The Freedom in American Songs

Barbara Black

Once in a while, a writer comes along who speaks to your heart, gut, and funny bone all at the same time. Kathleen Winter is one of those writers.

Her story “Knives,” from her engaging short story collection The Freedom in American Songs, starts breezily—a boy with circus skills regularly strides by his birth father’s house on stilts in full view of the man’s wife, who doesn’t know about the boy’s existence. But the tone shifts at the climax in a gut-wrenching scene involving the husband, wife, secret son, and onlookers. Here, Winter spools out an extended metaphor that captures the moment the wife’s worldview shifts. The narrator says, “I glimpsed furniture and other large pieces of equipment being shifted within the darkness of her watchful eyes—stagehands clad all in black moved silently in that darkness rearranging her set.”

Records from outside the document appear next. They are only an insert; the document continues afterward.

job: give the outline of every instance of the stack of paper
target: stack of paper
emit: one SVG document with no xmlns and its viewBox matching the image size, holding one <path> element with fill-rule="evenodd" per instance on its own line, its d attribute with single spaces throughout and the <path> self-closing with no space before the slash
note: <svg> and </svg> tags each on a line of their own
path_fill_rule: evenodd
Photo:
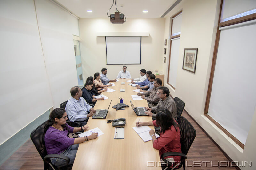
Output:
<svg viewBox="0 0 256 170">
<path fill-rule="evenodd" d="M 130 83 L 130 84 L 128 84 L 128 85 L 131 85 L 132 86 L 133 86 L 133 87 L 135 87 L 135 86 L 136 86 L 136 85 L 138 85 L 138 84 L 132 84 L 132 83 Z"/>
<path fill-rule="evenodd" d="M 140 89 L 136 89 L 135 90 L 133 90 L 133 91 L 134 92 L 138 92 L 140 93 L 143 93 L 144 92 L 140 92 Z"/>
<path fill-rule="evenodd" d="M 106 92 L 109 92 L 110 93 L 111 92 L 113 92 L 114 91 L 116 91 L 116 90 L 113 89 L 110 89 L 109 88 L 108 88 L 108 90 L 107 90 Z"/>
<path fill-rule="evenodd" d="M 91 135 L 93 133 L 98 133 L 98 136 L 100 136 L 101 135 L 104 134 L 103 133 L 103 132 L 102 132 L 102 131 L 100 130 L 99 129 L 99 128 L 97 127 L 92 129 L 88 130 L 87 131 L 84 132 L 84 133 L 80 133 L 78 135 L 78 136 L 80 137 L 84 137 L 85 136 L 88 136 Z"/>
<path fill-rule="evenodd" d="M 103 95 L 103 94 L 101 94 L 100 95 L 99 95 L 99 96 L 95 96 L 95 98 L 96 98 L 96 99 L 98 99 L 99 98 L 100 98 L 101 97 L 104 97 L 104 100 L 105 99 L 109 99 L 109 98 L 108 98 L 106 96 L 105 96 L 105 95 Z"/>
<path fill-rule="evenodd" d="M 132 128 L 144 142 L 147 142 L 152 140 L 152 137 L 149 134 L 149 133 L 151 129 L 148 126 L 143 126 L 140 127 L 135 126 Z M 160 136 L 155 132 L 155 135 L 156 138 Z"/>
<path fill-rule="evenodd" d="M 143 99 L 141 98 L 141 96 L 138 96 L 137 94 L 135 95 L 131 95 L 132 97 L 132 99 L 134 100 L 143 100 Z"/>
</svg>

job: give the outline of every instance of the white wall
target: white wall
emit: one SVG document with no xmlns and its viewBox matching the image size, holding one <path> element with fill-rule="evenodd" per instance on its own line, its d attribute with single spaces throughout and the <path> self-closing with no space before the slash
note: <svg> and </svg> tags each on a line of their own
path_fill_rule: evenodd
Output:
<svg viewBox="0 0 256 170">
<path fill-rule="evenodd" d="M 47 0 L 36 5 L 40 32 L 33 0 L 0 1 L 0 144 L 78 85 L 78 19 Z"/>
<path fill-rule="evenodd" d="M 254 145 L 256 116 L 254 114 L 249 134 L 243 150 L 204 115 L 210 73 L 213 56 L 220 1 L 184 0 L 165 17 L 164 37 L 169 36 L 170 18 L 182 10 L 181 36 L 175 90 L 167 84 L 172 95 L 178 97 L 185 103 L 185 109 L 234 161 L 256 162 Z M 170 41 L 168 47 L 169 47 Z M 196 73 L 182 69 L 184 48 L 198 48 Z M 168 48 L 168 58 L 169 49 Z M 167 60 L 163 64 L 168 71 Z M 165 82 L 167 82 L 165 76 Z M 237 93 L 239 97 L 239 93 Z M 242 126 L 242 125 L 241 125 Z M 209 160 L 210 161 L 211 160 Z M 221 161 L 222 160 L 219 160 Z M 254 166 L 240 167 L 253 169 Z"/>
<path fill-rule="evenodd" d="M 81 55 L 84 81 L 102 68 L 108 69 L 110 79 L 116 77 L 122 65 L 106 65 L 104 37 L 97 37 L 98 32 L 148 32 L 149 37 L 141 39 L 141 64 L 127 65 L 132 78 L 140 76 L 140 70 L 145 69 L 154 73 L 163 71 L 164 19 L 127 18 L 123 24 L 113 24 L 109 18 L 82 18 L 79 19 Z"/>
</svg>

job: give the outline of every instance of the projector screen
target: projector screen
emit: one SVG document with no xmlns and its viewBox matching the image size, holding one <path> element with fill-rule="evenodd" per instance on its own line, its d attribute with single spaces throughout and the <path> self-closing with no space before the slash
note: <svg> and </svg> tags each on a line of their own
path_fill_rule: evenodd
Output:
<svg viewBox="0 0 256 170">
<path fill-rule="evenodd" d="M 141 64 L 141 37 L 105 37 L 107 64 Z"/>
</svg>

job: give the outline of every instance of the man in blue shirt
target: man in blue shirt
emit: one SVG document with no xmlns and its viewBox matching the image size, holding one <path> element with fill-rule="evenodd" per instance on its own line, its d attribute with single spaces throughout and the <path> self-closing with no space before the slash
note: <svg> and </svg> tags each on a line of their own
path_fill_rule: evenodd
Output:
<svg viewBox="0 0 256 170">
<path fill-rule="evenodd" d="M 109 80 L 107 77 L 107 70 L 106 68 L 103 68 L 101 69 L 101 74 L 100 74 L 100 79 L 101 82 L 104 85 L 108 83 L 109 82 L 116 81 L 116 79 Z"/>
<path fill-rule="evenodd" d="M 89 117 L 96 113 L 96 110 L 82 97 L 82 91 L 79 87 L 72 87 L 70 92 L 71 97 L 65 108 L 67 114 L 70 121 L 80 122 L 81 126 L 83 126 L 87 123 Z"/>
</svg>

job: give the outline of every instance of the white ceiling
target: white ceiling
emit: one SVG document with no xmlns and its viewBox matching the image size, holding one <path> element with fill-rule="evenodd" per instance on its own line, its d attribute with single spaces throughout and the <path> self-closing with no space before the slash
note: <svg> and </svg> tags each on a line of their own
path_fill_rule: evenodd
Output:
<svg viewBox="0 0 256 170">
<path fill-rule="evenodd" d="M 159 18 L 176 0 L 116 0 L 116 7 L 126 18 Z M 113 0 L 56 0 L 79 18 L 108 17 L 107 13 L 113 3 Z M 122 6 L 123 7 L 121 7 Z M 91 13 L 87 10 L 92 11 Z M 143 13 L 142 11 L 148 12 Z M 108 12 L 109 16 L 116 10 L 114 4 Z"/>
</svg>

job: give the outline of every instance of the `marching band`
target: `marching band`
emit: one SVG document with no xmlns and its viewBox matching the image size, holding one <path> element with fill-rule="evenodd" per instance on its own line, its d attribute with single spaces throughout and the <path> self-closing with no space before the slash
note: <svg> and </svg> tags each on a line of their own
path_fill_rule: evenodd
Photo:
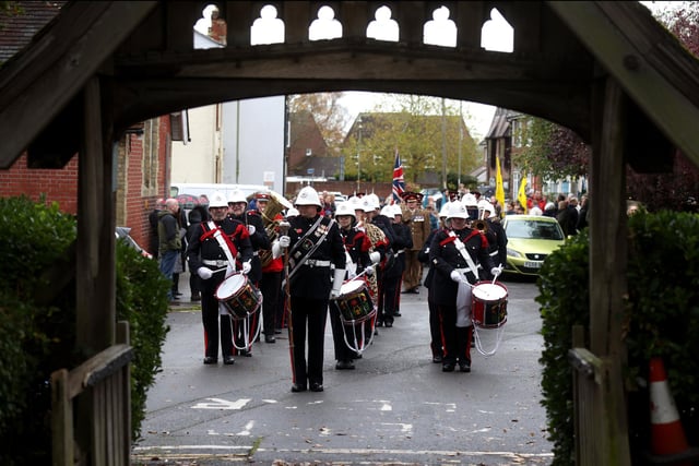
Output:
<svg viewBox="0 0 699 466">
<path fill-rule="evenodd" d="M 507 289 L 482 285 L 490 278 L 495 284 L 501 273 L 496 265 L 507 239 L 497 226 L 481 226 L 491 206 L 479 205 L 474 218 L 459 200 L 445 204 L 440 227 L 425 235 L 429 213 L 413 205 L 420 198 L 407 192 L 408 208 L 380 210 L 375 194 L 353 196 L 328 215 L 312 187 L 303 188 L 293 203 L 273 192 L 256 193 L 257 210 L 248 208 L 241 192 L 228 200 L 214 193 L 211 220 L 187 247 L 190 271 L 201 279 L 204 365 L 217 363 L 218 344 L 224 365 L 233 365 L 236 354 L 251 356 L 262 328 L 265 343 L 275 343 L 282 309 L 292 392 L 322 392 L 328 315 L 335 369 L 354 369 L 377 327 L 391 327 L 401 315 L 401 280 L 408 271 L 405 287 L 417 292 L 422 273 L 416 280 L 414 264 L 405 268 L 410 251 L 419 271 L 428 268 L 422 284 L 428 290 L 433 361 L 445 372 L 457 365 L 470 372 L 474 325 L 484 313 L 488 327 L 505 323 L 503 315 L 490 314 L 507 313 Z M 418 242 L 413 231 L 419 231 Z M 490 289 L 505 296 L 489 302 L 484 296 Z"/>
</svg>

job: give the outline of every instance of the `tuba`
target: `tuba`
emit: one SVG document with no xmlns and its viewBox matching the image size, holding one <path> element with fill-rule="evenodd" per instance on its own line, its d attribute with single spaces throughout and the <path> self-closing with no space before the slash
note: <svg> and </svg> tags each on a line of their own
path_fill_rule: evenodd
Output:
<svg viewBox="0 0 699 466">
<path fill-rule="evenodd" d="M 275 218 L 279 216 L 284 210 L 292 208 L 293 205 L 286 199 L 284 199 L 281 194 L 277 194 L 274 191 L 270 191 L 270 200 L 266 203 L 266 207 L 264 212 L 260 212 L 262 216 L 262 225 L 264 225 L 264 230 L 266 231 L 266 236 L 270 238 L 270 242 L 274 242 L 276 237 L 279 236 L 279 225 L 283 219 Z M 268 249 L 260 250 L 260 262 L 262 263 L 262 267 L 265 267 L 272 262 L 272 251 Z"/>
<path fill-rule="evenodd" d="M 484 219 L 473 220 L 473 229 L 478 230 L 482 235 L 488 232 L 488 224 Z"/>
</svg>

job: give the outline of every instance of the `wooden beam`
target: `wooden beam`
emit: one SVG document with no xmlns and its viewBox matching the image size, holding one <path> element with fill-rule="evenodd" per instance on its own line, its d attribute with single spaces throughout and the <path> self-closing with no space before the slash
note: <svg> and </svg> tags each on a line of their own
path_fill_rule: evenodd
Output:
<svg viewBox="0 0 699 466">
<path fill-rule="evenodd" d="M 14 163 L 157 4 L 76 3 L 0 72 L 0 168 Z"/>
<path fill-rule="evenodd" d="M 590 163 L 590 349 L 605 361 L 606 381 L 592 409 L 600 429 L 588 432 L 603 445 L 601 464 L 630 465 L 621 337 L 627 294 L 627 222 L 625 204 L 625 95 L 608 77 L 599 89 L 601 118 L 594 124 Z M 595 113 L 597 115 L 597 113 Z"/>
<path fill-rule="evenodd" d="M 645 111 L 648 117 L 672 140 L 694 163 L 699 166 L 699 105 L 683 94 L 670 75 L 659 72 L 657 63 L 672 59 L 663 57 L 662 45 L 648 48 L 648 40 L 641 40 L 647 34 L 660 39 L 666 38 L 653 34 L 650 29 L 633 29 L 636 23 L 625 22 L 620 29 L 615 19 L 623 19 L 625 3 L 630 2 L 577 2 L 553 1 L 550 8 L 570 27 L 595 58 L 614 75 L 624 91 Z M 635 8 L 642 8 L 633 5 Z M 607 12 L 614 11 L 611 15 Z M 650 16 L 650 12 L 648 13 Z M 621 22 L 621 20 L 618 20 Z M 594 31 L 594 34 L 590 34 Z M 626 35 L 619 34 L 621 31 Z M 685 51 L 688 55 L 688 52 Z M 687 59 L 687 80 L 694 88 L 699 87 L 696 60 Z M 670 65 L 667 65 L 670 67 Z M 694 71 L 694 72 L 692 72 Z"/>
<path fill-rule="evenodd" d="M 116 86 L 119 129 L 182 108 L 269 95 L 332 91 L 369 91 L 440 95 L 538 115 L 590 140 L 589 86 L 566 82 L 440 80 L 206 80 L 153 79 L 121 81 Z"/>
</svg>

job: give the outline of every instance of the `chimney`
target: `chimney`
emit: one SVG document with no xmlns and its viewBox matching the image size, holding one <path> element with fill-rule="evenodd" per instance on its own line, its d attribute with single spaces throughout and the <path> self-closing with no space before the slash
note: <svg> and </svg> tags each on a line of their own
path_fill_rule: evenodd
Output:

Winter has a comic’s timing and a dramatist’s flinty eye. Her narratives often unfold like a runaway train, honing in on the frailties of her characters and drawing them out in an off-kilter but deeply humane fashion. She puts characters together and allows their personalities to subtly or spectacularly clash, creating reverberations beyond individual lives. Her characters often have not life-affirming revelations, but misperceptions which inadvertently create a bubble of short-lived happiness until the character is disabused of this illusion. She’s a master of the ironic register.

She’s also adept at hijacking our expectations for the story’s trajectory. In “Handsome Devil” the story points in a certain direction (an encounter with a good-looking man), but then—because of the main character’s devil-may-care attitude at being stood up—veers off on a different tack. A divorced guy “with a rum gut,” who carves duck decoys and packs a mean picnic basket, turns up at her door and an unlikely, ultimately doomed bond develops out of what is essentially a pity party. Many of her characters are seeking a connection with others. Sometimes the connections yield results, but most often, a poor choice leaves the character feeling she doesn’t belong, and the story ends with a “negative” epiphany.

A subtle thread runs through this collection: a ‘woman of a certain age’ not entirely in command of herself, susceptible to poor judgment or inadequate resolve ends up in unexpected situations. Miraculously, the narrative steers clear of bathos and tragedy, blazing a trail in that deeply satisfying place in between. A fabulously entertaining and absorbing read.